Look for holes or registers that leave ductwork accessible and cover them up. A kitten can easily slither into one of these. Removal of a frightened and trapped kitty may involve having to cut into drywall, so an ounce of prevention… well, you get the idea.

If possible, buy a cat tree for your new family member. Cats like to survey their territory from a safe vantage point, so a high perch is often a favored resting place.

If there are other human family members, go over the ground rules about your new pet. Remind them not to startle him and to keep the door to his room shut.

If your house is home to other family pets, bone up on how to introduce your cat to other pets. Keep her door closed and don’t let your other pet race in unexpectedly. Your job is to build her confidence about her new environment by keeping things feeling safe and predictable. Other family members may feel you are coddling the new pet or being a “mother hen,” but once you’ve establish led her sense of security, everyone’s vigilance can gradually ease up after awhile.

The First Day

Now, you are ready for your cat’s homecoming. Preferably, bring her home in a cat carrier. It will feel safer to her. She has seen a lot of excitement, so take her directly to her new room. (Make sure the toilet lid is down, if she’s to acclimate in your bathroom.) Ideally, you would restrict her exposure to the whole family, but naturally, everyone is going to want to see her. Remind them of the ground rules you’ve established.

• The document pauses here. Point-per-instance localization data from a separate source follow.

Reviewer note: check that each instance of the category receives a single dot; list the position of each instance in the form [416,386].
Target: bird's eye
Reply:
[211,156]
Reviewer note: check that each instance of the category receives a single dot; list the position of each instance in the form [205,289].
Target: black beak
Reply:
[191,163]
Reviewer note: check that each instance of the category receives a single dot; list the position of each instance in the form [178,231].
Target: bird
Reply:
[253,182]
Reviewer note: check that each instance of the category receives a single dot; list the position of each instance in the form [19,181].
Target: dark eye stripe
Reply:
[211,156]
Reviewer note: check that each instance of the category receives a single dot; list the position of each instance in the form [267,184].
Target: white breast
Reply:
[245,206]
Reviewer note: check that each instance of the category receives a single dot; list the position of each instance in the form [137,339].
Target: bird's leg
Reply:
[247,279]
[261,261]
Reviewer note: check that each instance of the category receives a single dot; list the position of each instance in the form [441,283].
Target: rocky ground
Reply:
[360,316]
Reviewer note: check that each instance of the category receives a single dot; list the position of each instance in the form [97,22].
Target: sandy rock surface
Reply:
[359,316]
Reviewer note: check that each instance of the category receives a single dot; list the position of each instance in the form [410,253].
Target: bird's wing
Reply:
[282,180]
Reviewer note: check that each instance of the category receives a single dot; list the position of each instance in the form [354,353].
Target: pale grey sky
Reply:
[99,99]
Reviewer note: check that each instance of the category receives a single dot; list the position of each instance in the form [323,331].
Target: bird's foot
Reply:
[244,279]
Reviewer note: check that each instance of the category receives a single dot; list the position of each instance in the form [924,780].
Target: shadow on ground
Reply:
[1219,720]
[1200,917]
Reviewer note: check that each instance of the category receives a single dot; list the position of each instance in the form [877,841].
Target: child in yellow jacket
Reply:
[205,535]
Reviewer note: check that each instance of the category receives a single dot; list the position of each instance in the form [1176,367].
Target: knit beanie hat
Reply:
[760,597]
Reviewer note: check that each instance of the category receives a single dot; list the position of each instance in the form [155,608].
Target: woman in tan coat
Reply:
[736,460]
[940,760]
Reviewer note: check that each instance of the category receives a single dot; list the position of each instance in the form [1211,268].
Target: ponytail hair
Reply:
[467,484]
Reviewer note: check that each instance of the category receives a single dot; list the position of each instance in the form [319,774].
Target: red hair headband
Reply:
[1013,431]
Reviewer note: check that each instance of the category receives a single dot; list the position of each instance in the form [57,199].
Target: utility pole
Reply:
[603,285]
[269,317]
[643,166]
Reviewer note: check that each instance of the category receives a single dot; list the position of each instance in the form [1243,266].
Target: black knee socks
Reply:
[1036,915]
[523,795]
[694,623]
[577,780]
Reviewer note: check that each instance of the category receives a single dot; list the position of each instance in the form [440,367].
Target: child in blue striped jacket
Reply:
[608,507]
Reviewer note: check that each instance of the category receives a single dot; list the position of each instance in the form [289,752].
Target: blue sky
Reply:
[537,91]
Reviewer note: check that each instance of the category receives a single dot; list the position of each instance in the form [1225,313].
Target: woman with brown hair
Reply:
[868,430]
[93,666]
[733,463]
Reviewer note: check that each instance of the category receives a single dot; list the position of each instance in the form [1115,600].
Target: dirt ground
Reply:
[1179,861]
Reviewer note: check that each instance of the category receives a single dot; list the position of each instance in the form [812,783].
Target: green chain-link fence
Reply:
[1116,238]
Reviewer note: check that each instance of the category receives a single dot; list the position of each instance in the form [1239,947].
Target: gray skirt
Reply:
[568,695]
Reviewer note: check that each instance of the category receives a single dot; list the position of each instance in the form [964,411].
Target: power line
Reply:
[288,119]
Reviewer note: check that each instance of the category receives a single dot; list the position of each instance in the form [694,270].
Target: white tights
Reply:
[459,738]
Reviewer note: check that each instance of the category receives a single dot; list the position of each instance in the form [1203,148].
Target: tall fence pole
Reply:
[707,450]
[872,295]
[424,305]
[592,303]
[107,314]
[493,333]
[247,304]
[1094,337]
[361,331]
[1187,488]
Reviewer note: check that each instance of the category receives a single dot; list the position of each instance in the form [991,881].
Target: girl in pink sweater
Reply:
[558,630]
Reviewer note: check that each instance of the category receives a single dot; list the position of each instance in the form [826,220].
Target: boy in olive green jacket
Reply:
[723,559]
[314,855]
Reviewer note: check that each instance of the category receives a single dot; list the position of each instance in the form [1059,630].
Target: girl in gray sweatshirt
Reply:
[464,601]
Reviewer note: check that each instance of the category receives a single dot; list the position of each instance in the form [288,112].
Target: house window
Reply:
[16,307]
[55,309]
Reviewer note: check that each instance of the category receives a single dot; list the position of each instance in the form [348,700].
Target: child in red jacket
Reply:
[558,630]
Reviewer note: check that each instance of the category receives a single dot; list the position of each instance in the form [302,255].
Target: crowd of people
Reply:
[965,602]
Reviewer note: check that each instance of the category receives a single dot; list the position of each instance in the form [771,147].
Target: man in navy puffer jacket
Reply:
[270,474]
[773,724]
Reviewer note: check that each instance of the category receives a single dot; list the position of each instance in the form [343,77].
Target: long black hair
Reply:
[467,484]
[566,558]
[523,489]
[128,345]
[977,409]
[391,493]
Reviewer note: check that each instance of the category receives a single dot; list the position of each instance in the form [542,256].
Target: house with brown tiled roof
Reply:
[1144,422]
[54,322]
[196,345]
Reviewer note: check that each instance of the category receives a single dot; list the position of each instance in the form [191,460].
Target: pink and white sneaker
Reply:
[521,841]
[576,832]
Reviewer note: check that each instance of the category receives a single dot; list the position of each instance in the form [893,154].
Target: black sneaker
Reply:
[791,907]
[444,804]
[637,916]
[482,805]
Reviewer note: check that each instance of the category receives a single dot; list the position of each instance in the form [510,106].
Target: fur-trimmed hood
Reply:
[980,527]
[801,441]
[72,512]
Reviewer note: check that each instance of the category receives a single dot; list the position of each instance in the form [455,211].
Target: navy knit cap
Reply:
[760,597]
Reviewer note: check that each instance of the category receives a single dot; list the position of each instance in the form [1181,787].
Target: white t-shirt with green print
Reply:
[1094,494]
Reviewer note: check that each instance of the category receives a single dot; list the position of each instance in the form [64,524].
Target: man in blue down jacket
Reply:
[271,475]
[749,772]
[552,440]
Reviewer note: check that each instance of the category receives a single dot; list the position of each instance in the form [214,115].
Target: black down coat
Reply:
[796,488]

Sit on the floor at her level and let her come to you. Don’t force her. Just let her get acquainted on her own time. Speak in a soft voice and repeat phrases and words so they begin to sound familiar. If she doesn’t approach, leave her alone and try again later. Or simply sit there and read for awhile so that she can ovserve you. Some cats are particularly frightened, and she may retreat to her hidey box and not come out when you’re around at all. She may initially prefer only to come out at night when the house is quiet. Give her time. This will eventually change.

Your newly adopted cat may not eat much or at all at first. It’s best to give your cat the same food she had at the shelter or in her foster home, at least for the first week or so. Keeping some things familiar will make her feel more secure. Be sure to change her water frequently and make sure that she is drinking. If your cat hasn’t eaten for a few days, call your vet to ask for advice.

The Following Weeks

It may take your cat a week or two to adjust. Be patient.

Within a week of being adopted, take your newly adopted cat for her first wellness visit with a veterinarian. Be sure to take your record of immunizations from the shelter with you.

As your cat adjusts, she’ll show signs that she wants to explore outside her safe haven. Make sure other pets or family members won’t startle her while she gradually expands her territory. She may be ready to play, so you can furnish some toys. Many cats like feather wands from the pet supply store, but homemade toys are often favored. A wad of a tissue paper to bat around or a paper bag to hide in can be great fun!

Congratulations on your newly adopted cat! If you follow these recommendations, you’ll be on your way to having a well-adjusted and happy feline family member, and you will enjoy many years of the special companionship and endless moments of humorous antics that cats give to their people!